Je le vois tous les mois parfois tous les quinze jours. Il sort peu tout seul et habite près du port maintenant, dans un bel appartement ensoleillé. Je marche d’un bon pas en longeant le parking, je sais qu’il m’attend mais je voudrais tant qu’il retrouve son indépendance. Pas de pluie aujourd’hui, l’air est vif et le ciel encore bien couvert. J’ai pris l’habitude de passer une bonne partie de cette journée avec lui jusqu’au soir et je pars après le dîner qu’on prépare souvent ensemble. On sort marcher au bord de l’eau ou on discute devant un jeu de société. Il me raconte sa vie ou essaie de s’en rappeler… Il y eut une époque où on aurait pu croire qu’une araignée et sa toile occupaient sa tête toute entière. Il va mieux à ce jour, bien raccommodé et presque guéri. Rien qu’en y pensant les larmes me viennent aux yeux. En ce début d’après-midi les passants ne sont pas très nombreux. Un tapis de feuilles jonche le trottoir, certaines dansent devant nous au rythme du vent d’automne. Va-t-on sortir ou jouer ? Je remarque la vitrine d’un fleuriste riche en couleurs, puis celle du primeur superbement achalandée mais mon sac est déjà plein de belles et bonnes choses. Soudain je stoppe, c’est sa silhouette que je reconnais dans le bar à bulles. Surprise, un peu inquiète même, je pousse la porte et entre. J’avais connu sa préférence pour la bouteille au temps où les drogues de toutes sortes avaient bien peu d’effets sur ses souffrances. Une avalanche de pensées contradictoires m’envahissent, j’ai chaud tout à coup et respire fort mais quand son regard se pose sur moi, je lui souris. Il est souriant lui-aussi, et beau. Il se lève aussitôt et vient vers moi d’un pas assuré. Il a toujours été beau, mais il a presque rajeuni à cet instant. Il me prend dans ses bras et me serre très fort comme avant. Je suis bien et il sent bon. Pendant un moment, je crois bien que mes pieds n’ont plus touché terre. Il pose ses lèvres dans mon cou pour un bisou furtif et chuchote à mes oreilles: « Ne t’en fais pas et sois heureuse, tout va bien, je t’attendais ».

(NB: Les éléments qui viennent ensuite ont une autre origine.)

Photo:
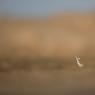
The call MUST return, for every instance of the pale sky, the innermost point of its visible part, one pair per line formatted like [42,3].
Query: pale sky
[43,7]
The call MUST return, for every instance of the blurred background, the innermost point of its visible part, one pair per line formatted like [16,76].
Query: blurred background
[39,40]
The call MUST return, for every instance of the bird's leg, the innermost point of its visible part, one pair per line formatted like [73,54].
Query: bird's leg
[78,62]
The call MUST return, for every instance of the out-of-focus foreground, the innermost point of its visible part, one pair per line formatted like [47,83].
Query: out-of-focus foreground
[38,56]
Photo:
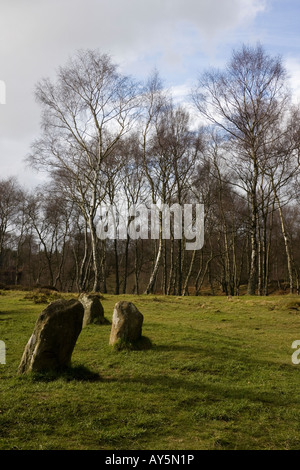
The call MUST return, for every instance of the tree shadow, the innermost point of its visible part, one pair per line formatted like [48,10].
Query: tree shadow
[73,373]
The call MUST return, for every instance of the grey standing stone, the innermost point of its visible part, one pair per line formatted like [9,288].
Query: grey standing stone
[127,323]
[51,344]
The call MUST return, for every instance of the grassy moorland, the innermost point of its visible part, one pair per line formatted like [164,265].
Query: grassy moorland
[219,376]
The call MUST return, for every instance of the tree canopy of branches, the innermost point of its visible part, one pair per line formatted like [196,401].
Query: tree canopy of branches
[108,140]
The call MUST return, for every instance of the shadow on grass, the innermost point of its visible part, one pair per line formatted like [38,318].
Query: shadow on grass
[68,374]
[142,344]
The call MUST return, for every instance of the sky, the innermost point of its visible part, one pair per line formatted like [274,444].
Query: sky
[179,38]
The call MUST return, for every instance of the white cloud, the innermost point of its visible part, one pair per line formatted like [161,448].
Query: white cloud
[37,36]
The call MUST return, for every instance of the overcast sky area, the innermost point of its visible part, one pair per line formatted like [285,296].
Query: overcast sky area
[180,38]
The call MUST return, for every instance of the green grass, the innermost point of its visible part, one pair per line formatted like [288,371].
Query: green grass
[219,375]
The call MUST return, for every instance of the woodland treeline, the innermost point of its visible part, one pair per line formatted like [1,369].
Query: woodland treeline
[232,146]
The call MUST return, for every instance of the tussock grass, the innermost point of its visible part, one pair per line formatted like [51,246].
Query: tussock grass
[218,375]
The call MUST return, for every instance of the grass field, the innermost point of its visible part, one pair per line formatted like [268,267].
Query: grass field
[219,376]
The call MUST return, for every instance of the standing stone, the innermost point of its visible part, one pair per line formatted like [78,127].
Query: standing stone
[51,344]
[93,310]
[127,323]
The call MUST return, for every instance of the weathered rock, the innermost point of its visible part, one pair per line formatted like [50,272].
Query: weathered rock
[93,309]
[127,323]
[51,344]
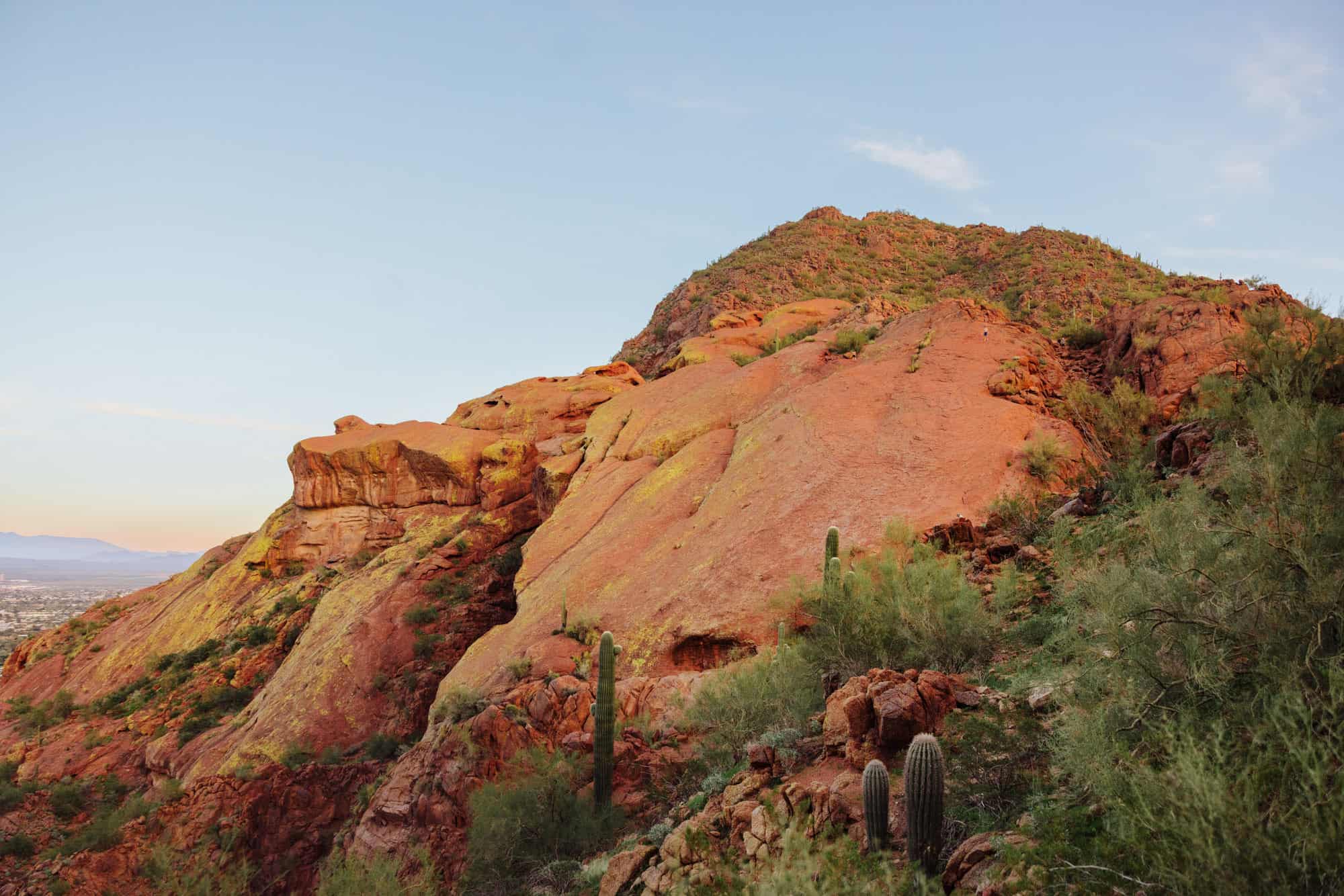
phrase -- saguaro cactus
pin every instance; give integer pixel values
(924, 803)
(877, 787)
(604, 725)
(831, 582)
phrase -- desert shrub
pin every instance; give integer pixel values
(425, 644)
(11, 795)
(1080, 334)
(442, 588)
(255, 636)
(909, 609)
(458, 705)
(382, 748)
(37, 717)
(296, 756)
(120, 702)
(286, 605)
(1022, 517)
(786, 342)
(584, 628)
(190, 659)
(194, 875)
(104, 831)
(822, 866)
(849, 341)
(346, 875)
(1206, 655)
(331, 756)
(1119, 421)
(737, 706)
(193, 727)
(519, 667)
(18, 847)
(292, 637)
(509, 564)
(1042, 455)
(421, 615)
(67, 800)
(529, 819)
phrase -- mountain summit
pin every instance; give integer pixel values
(427, 602)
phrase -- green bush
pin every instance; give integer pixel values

Ce court texte pour répondre cette semaine à des mots, une histoire chez Olivia avec les mots récoltés.
Ce personnage m’intrigue, aura-t-on droit à un développement ?
ça pourrait être une partie d’un roman oui, il y a suffisamment de choses dites et d’autres à développer 😉 ça peut être une tranche de vie, une bribe de mémoire enfouie qu’un certain mot a fait réapparaître…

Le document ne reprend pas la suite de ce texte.